As mentioned last fall, the first part of this project mainly consisted on identifying the availability of primary sources: the necrology registers of the Archivio di Stato in Venice. Therefore, we asked to a collaborator based in Venice to have a look at the archive. The presence of 205 necrology registers dating from 1537 to 1805 was confirmed. Here is a small extract from these registers, taken from the thesis of Mr Carlo Salmistraro, written in Italian and entitled: Il sistema sanitario a venezia nel cinquecento: analisi del Necrologio dei provveditori alla sanità 1568 more Veneto e considerazioni su alcune patologie epidemiche riscontrate.
Basically, the registers contain for each death:
- The date and place of the registration
- The name of the deceased
- The name of the deceased’s father (in case of homonym, also the grandfather’s name)
- In case of women, the husband’s name and the civil status (married or widow)
- The age
- The description of the death cause
- The place of death and eventually the transportation
- The name of the doctor examining the body and validating death
- The burial place
Although this kind of data is very interesting, it appears that these documents are not considered as a priority for digitization as part of the Venice Time Machine project, and thus these sources would not be available for the timespan of this project.
With a lack of primary sources, we now have to re-orientate the project.
We still think that a dynamic representation of the evolution of the Plague epidemics in Venice, using a map of Venice as background, would be useful. Therefore, we will now try to simulate this evolution using several models related to the propagation of epidemics, adapted to the spatial context of Venice and to the plague itself as this disease has characteristics (prevalence and high fatality) that could lead to a rather simple model.

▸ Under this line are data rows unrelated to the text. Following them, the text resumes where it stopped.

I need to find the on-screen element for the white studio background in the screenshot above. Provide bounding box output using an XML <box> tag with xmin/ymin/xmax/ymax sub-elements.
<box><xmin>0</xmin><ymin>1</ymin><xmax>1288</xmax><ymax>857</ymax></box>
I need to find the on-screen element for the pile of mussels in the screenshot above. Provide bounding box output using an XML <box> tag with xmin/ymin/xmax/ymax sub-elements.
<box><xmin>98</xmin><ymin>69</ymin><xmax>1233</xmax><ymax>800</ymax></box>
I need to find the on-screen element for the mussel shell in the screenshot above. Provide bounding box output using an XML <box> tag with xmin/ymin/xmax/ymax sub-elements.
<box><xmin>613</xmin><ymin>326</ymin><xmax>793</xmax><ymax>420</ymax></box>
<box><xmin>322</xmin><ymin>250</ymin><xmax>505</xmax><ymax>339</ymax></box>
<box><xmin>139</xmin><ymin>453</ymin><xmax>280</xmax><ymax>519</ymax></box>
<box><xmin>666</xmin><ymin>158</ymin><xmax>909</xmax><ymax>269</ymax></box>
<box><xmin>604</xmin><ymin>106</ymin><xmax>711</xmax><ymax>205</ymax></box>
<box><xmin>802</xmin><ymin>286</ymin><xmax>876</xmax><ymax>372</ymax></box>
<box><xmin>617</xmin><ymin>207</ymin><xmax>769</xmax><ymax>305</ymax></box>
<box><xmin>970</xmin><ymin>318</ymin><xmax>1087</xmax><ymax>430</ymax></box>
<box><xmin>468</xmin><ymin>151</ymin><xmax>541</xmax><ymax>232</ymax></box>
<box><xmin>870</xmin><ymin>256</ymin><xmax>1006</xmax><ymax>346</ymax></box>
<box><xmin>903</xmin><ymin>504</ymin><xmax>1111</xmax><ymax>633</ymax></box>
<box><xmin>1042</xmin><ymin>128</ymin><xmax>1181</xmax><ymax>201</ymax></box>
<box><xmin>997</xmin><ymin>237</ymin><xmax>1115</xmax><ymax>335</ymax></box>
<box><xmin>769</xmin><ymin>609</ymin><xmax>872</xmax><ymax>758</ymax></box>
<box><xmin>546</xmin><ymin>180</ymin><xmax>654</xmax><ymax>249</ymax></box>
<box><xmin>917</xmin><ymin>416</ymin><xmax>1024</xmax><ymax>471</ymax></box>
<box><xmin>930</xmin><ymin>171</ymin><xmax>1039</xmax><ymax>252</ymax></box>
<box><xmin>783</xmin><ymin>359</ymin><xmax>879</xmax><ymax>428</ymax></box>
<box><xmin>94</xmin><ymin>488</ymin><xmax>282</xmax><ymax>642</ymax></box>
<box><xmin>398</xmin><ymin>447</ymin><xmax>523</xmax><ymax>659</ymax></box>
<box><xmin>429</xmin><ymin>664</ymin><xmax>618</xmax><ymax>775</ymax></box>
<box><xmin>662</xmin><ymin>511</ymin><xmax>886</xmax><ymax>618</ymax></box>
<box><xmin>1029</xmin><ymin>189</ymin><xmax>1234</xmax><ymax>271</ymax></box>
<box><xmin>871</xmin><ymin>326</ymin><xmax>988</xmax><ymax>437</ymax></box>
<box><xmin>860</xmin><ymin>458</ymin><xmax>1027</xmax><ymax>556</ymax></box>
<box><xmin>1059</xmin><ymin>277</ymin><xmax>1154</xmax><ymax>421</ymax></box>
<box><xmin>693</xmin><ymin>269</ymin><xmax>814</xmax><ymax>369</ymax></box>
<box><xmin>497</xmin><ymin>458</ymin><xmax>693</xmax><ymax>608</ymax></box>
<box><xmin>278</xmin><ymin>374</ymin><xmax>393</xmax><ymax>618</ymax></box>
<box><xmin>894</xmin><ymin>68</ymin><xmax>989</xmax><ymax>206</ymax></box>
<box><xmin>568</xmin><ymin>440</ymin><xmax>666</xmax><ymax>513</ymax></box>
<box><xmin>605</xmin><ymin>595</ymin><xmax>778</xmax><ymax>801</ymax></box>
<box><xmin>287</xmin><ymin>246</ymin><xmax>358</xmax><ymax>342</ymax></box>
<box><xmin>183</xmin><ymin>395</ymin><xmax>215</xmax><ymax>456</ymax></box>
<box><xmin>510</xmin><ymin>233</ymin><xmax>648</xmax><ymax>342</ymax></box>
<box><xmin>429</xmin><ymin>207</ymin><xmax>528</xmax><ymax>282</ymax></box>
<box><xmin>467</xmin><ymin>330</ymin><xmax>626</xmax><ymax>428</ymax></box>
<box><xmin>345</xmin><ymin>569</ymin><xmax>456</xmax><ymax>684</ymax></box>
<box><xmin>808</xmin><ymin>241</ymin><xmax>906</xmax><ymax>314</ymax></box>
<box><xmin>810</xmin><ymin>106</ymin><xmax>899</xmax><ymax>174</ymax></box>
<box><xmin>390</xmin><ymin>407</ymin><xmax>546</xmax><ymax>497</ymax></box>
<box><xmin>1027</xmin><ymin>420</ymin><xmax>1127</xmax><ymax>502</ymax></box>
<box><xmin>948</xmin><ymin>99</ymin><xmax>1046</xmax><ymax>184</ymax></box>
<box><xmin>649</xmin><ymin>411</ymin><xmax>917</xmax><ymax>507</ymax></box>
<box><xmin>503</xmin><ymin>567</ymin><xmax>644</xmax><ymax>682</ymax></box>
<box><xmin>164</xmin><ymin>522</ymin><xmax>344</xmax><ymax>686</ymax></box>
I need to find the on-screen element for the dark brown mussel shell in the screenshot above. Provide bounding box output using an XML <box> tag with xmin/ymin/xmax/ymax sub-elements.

In a first approach, the urban modelling of Venice will be defined as a small-world network, where nodes, i.e. parishes, are connected by edges:
We would use the Watz-Strogatz procedure to rewire nodes knowing their spatial localization and the prevailing disposition for infections (islands are more prone to harvest the infection burden). All this information will be contained in a connectivity matrix of size #nodes x #nodes. Edges will be given a certain coefficient proportional to the potential of the infection route. Different centrality measures (see Centrality Measures in Spatial Networks of Urban streets, Peolo Cruciti et al.) and other simpler characteristics such as distance between parishes, their connections, size and estimated population will allow us to weight the edges in a proper way. On this network, we are planning to apply a spatio-temporal decaying coefficient providing us with the probability of someone being infected at time t+1 knowing that a previous infection occurred at a certain location at time t. Differential equations of models provided in the literature will be able to provide us with a dynamic environment representing the live evolution of the infection.
For now, we plan to run this simulation under MATLAB and show the results in a web-based visualization tool. The code for the simulation would be available so that everyone can run it or tweak it. Ideally our visualization tool will be able to take in the results of the simulation easily. We found a few scripts in the D3.js online library that could serve this purpose.
Since the necrology registers will be available under a digital form at some point in the future, it would be interesting to be able to incorporate the actual data in our visualization tool in some way, so that one could confront or complete the epidemics model. Another approach would be to build a tool that could help comparing the results of our simulation with the actual data. This feature could be relevant as it would allow to verify if a simple model is capable of estimating the propagation of the plague in a more complex population, but also help adjusting the model.